Acupuncture demonstrates clinical efficacy for relieving pain after Cesarean delivery (C-section). Xu et al. compared patient-controlled intravenous analgesia (PICA) monotherapy with an electroacupuncture integrative medicine protocol. Based on the data, the researchers conclude that electroacupuncture plus medications is significantly safer and more effective in producing pain relief than drug monotherapy. [1] The research delineates specific acupuncture points demonstrating the ability to disrupt pain signal transduction pathways.

Researchers conducted a clinical trial of 100 women experiencing pain after Cesarean delivery. The patients were randomly divided into an observation group and an electroacupuncture group, with 50 cases in each group. In the observation group, the patient age range was from 21 to 33 years, and mean age was 27.48 ±3.70. Average pregnancy was 40.23 ±0.41. In the electroacupuncture group, the patient age range was from 21 to 34 years, and mean age was 27.64 ±3.63. Average pregnancy was 40.15 ±0.38. Statistically, the patient baselines were equivalent.

All patients were first-time pregnant mothers with single birth, that presented surgical indications for C-section. Gestational weeks ranged from 39 to 41 weeks. Exclusion criteria were as follows: severe diseases of internal organs, a history of mental diseases, high blood pressure during pregnancy, heart, liver and kidney function disorders, or a history of abdominal surgery.

Both groups received C-sections after anesthesia. For the observation group, patient-controlled intravenous analgesia (PICA) was used 30 minutes after the procedure. A sufentanil (100 μg) and tropisetron combination (10 mg) was diluted with 0.9% sodium chloride saline (100 ml), and was injected into an analgesic pump. Speed was set at 2 ml/h. PICA was removed after 48 hours.
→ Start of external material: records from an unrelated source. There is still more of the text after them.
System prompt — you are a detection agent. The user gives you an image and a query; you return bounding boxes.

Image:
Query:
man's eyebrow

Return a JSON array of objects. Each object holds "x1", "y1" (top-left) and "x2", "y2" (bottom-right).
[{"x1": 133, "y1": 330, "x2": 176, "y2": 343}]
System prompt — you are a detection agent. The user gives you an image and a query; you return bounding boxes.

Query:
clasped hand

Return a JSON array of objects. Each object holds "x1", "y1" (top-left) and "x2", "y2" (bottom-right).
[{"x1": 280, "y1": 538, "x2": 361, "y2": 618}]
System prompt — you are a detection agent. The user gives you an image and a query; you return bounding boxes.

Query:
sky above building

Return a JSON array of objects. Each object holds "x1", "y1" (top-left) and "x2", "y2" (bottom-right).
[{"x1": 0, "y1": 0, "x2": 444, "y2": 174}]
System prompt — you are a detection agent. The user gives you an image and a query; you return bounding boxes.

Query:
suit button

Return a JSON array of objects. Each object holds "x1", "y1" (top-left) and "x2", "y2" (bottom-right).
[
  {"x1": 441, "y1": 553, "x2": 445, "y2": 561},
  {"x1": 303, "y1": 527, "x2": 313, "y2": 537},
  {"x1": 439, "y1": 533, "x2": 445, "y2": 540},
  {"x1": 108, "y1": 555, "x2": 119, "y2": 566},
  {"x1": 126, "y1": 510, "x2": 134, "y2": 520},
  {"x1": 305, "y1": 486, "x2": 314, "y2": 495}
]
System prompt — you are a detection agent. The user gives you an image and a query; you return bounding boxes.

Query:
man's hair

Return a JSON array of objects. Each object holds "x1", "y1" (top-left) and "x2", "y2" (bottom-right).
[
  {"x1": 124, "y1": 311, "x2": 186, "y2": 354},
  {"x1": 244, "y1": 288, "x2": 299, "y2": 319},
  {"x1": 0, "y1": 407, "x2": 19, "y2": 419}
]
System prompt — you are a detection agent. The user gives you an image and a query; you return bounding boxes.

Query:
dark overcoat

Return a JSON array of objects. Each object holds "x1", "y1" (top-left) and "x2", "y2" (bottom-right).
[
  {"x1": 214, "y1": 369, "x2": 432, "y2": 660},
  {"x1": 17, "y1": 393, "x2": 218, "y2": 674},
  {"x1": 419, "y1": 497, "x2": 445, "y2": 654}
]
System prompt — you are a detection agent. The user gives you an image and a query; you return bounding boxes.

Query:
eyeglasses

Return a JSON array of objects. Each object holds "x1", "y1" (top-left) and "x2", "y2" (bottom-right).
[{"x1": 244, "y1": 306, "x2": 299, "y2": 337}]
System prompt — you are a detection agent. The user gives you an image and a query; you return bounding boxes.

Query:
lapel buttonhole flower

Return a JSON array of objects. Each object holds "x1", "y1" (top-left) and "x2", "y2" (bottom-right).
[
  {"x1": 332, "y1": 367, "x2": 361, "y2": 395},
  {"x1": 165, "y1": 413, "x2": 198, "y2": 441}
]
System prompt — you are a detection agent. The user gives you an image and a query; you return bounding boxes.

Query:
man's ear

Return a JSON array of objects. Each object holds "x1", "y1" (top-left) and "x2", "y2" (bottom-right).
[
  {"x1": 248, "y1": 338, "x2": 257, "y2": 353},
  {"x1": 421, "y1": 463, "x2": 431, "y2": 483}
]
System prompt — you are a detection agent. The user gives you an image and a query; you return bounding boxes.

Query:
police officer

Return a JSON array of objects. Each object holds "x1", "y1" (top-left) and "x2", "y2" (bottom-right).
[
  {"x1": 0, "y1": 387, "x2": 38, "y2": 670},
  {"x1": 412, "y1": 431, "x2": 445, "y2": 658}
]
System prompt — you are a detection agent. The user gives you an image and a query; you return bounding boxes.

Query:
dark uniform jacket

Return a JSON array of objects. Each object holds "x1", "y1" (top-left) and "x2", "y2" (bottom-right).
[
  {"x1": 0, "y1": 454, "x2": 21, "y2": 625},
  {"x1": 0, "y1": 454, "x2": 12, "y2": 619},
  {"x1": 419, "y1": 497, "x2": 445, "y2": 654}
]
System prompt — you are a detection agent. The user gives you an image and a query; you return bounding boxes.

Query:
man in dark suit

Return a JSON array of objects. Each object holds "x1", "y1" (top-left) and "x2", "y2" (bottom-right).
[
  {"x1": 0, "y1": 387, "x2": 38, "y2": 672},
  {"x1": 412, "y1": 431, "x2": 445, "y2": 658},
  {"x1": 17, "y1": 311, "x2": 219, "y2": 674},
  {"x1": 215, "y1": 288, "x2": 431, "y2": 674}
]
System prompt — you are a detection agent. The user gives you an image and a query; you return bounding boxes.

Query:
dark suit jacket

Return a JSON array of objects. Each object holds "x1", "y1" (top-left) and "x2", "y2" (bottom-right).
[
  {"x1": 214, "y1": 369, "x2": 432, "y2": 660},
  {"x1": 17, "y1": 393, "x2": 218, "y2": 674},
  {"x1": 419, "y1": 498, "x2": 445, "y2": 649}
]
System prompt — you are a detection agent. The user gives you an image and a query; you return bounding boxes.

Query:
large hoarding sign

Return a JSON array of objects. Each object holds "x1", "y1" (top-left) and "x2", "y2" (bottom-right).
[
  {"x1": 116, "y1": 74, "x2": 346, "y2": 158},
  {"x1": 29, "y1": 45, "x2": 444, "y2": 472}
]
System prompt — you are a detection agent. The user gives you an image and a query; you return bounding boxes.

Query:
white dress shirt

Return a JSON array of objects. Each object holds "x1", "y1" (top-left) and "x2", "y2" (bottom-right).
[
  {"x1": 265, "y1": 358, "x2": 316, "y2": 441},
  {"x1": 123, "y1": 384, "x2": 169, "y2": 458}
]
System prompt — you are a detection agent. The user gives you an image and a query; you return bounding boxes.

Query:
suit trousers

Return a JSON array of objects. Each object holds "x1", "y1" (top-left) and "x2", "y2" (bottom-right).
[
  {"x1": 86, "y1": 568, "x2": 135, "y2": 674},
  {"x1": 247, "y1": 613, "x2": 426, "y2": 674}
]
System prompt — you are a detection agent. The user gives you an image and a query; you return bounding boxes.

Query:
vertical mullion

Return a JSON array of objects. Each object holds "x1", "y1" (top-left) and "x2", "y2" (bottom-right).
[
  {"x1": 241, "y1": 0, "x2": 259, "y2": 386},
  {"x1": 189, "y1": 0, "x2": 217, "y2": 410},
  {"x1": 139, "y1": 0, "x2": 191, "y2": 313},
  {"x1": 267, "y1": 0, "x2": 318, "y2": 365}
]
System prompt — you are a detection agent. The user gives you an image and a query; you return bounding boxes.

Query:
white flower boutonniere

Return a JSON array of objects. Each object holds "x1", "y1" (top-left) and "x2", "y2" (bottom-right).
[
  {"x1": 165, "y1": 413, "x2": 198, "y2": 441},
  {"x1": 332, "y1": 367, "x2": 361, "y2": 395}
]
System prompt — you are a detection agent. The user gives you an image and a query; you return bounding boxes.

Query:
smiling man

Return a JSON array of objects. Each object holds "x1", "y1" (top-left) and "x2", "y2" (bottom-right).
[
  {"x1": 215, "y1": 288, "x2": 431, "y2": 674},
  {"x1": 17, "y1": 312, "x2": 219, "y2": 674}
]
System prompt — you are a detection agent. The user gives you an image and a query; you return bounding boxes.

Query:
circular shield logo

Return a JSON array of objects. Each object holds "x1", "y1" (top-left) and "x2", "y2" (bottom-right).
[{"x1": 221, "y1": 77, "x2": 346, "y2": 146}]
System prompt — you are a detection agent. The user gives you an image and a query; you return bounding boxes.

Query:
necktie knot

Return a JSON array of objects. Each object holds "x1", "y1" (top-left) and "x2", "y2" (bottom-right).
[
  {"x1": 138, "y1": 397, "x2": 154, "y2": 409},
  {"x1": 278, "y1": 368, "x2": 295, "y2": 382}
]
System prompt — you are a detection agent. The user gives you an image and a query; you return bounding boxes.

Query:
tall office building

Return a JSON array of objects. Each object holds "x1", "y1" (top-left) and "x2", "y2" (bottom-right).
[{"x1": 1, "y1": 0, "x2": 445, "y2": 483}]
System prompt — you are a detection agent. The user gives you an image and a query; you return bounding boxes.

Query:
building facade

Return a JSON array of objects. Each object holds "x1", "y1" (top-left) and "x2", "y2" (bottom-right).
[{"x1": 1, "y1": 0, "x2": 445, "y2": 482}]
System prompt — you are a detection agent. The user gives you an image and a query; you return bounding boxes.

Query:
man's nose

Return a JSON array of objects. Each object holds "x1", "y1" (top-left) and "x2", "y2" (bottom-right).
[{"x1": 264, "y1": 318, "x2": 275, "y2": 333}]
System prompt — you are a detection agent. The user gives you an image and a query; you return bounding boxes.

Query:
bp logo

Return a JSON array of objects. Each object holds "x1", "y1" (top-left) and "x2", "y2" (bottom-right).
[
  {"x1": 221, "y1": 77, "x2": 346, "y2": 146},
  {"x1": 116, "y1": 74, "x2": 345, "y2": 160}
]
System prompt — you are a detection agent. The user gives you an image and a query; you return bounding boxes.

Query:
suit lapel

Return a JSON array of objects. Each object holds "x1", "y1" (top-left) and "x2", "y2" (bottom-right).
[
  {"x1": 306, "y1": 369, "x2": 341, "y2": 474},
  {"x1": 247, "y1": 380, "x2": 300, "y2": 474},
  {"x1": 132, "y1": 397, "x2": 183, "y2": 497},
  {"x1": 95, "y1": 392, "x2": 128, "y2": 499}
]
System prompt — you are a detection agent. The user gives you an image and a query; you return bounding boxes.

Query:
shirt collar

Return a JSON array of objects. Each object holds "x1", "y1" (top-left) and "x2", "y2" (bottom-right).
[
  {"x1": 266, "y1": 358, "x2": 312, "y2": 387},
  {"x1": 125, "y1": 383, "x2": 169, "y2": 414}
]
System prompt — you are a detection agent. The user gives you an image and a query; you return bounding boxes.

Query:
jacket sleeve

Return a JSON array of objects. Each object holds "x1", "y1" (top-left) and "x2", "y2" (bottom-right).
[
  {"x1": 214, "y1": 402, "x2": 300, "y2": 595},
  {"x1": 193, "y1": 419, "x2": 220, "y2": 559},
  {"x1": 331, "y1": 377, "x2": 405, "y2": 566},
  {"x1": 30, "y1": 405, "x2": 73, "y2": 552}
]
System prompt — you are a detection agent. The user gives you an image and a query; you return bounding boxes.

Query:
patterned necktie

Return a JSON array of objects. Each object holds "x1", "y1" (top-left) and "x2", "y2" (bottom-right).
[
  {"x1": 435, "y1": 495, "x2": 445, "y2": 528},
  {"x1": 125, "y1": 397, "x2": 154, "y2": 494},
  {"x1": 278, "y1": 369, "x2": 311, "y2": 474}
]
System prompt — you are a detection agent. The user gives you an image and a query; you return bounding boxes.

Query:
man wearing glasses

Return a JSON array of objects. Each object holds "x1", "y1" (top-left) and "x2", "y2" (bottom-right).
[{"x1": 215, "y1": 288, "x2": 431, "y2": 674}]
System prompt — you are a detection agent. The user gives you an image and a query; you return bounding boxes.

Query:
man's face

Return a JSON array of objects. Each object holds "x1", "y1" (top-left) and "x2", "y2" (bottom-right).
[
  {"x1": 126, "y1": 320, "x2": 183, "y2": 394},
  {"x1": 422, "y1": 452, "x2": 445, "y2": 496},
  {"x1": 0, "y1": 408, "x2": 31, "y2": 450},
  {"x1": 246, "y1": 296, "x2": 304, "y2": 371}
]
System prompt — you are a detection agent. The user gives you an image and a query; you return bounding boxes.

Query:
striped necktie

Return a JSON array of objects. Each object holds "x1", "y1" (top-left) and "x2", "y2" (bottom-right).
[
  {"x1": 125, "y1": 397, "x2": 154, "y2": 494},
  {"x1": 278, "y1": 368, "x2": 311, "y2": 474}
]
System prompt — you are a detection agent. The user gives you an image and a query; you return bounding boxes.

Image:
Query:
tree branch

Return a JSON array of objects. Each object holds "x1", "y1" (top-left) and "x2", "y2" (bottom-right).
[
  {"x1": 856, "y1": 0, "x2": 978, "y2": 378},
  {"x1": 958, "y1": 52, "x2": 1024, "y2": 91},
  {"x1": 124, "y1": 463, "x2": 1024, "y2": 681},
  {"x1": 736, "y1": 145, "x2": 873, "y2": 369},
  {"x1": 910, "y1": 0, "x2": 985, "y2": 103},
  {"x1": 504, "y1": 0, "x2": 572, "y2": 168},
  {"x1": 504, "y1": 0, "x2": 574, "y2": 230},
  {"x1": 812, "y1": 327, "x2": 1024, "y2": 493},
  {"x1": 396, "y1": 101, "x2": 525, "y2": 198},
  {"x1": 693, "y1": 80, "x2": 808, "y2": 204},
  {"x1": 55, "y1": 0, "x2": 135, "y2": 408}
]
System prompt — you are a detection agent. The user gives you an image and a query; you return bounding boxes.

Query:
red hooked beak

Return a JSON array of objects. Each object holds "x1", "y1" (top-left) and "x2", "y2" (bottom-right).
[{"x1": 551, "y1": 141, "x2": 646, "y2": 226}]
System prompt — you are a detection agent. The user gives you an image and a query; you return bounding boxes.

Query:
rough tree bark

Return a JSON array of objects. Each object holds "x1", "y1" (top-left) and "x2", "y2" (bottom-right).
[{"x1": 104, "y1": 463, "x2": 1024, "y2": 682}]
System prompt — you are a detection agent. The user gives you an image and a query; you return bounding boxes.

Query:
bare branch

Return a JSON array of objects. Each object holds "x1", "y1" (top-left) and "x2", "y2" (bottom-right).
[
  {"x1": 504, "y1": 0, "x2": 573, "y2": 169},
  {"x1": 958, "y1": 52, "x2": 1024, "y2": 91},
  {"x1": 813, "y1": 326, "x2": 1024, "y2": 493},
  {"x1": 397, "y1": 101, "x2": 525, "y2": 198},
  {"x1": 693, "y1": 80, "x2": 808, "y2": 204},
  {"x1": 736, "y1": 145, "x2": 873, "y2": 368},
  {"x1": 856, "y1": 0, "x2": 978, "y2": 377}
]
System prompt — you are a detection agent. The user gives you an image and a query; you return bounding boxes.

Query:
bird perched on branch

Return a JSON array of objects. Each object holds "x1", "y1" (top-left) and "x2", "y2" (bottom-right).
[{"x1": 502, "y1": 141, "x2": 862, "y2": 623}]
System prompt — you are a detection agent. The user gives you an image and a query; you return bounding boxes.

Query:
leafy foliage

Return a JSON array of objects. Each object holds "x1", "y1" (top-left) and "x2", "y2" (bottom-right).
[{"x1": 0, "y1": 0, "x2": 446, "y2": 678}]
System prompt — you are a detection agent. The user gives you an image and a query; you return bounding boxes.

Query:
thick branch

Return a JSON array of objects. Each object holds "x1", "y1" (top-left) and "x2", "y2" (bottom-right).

For the acupuncture group, filiform 0.40 mm × 50 mm acupuncture needles were connected to an electroacupuncture device with a continuous wave. The frequency was adjusted to 10–100 Hz. Electroacupuncture was given 30 minutes each session, for 2 consecutive days. The following acupoints were used:

  • ST36 (Zusanli)
  • SP9 (Yinlingquan)
  • SP6 (Sanyinjiao)

Before and after treatment, the Visual Analogue Scale (VAS) and β-endorphin levels plus prostaglandin levels in patient venous blood was recorded and evaluated. Additionally, PCIA usage data was assessed and analyzed.

The results indicate that the electroacupuncture group showed a more marked change in VAS scores, declining from 4.73 ±1.02 to 3.68 ±0.92. On average, the observation group averaged use of PCIA 6.34 ±1.88 times, while the electroacupuncture group averaged 4.37 ±1.21 times. The statistics indicate that electroacupuncture helped to improve pain relief. The researchers comment that electroacupuncture disrupted pain signal transduction pathways and improved outcomes.

[1] Xu Liyuan, Wang Dong, Zhong Taidi, Clinical Study on Electroacupuncture for Pain After Cesarean Section, Journal of New Chinese Medicine, January 2021.